Why it matters: The ordinance creates a formal approval process and reporting structure for opioid settlement proceeds, and the early funding actions direct money to treatment-oriented services inside the county detention system rather than to unrelated uses. County officials said the ordinance itself establishes allowable processes and that specific program expenditures will still require appropriation by the county council.

Officials described the next steps as administrative and procedural. Chair (S1) and staff noted the ordinance must be paired with future budget actions: the ordinance sets policy and intent, while the county council must appropriate funds before expenditures occur. At a later point in the meeting the commissioners also approved a broader criminal-justice restructure and jail-project funding request that “correlates with the county ordinance number 2 that we just passed today,” the chair said, noting a funding schedule through 2030.

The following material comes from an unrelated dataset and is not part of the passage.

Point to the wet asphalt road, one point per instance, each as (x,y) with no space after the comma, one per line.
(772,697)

What was not specified or remains to be decided: the ordinance language and transcript use multiple formatted references to the ordinance number (the meeting transcript records the number in differing forms), and the precise annual appropriation amounts and implementation schedule beyond an initial 2026 allocation were not specified in the discussion. The commissioners said unspent funds would remain in the opioid settlement fund and that formal appropriation by the council is required before spending.

The board did not receive public comment on the ordinance during the meeting; the chair asked for comments and recorded none. The ordinance will move to the county council for appropriation steps before funded programs begin.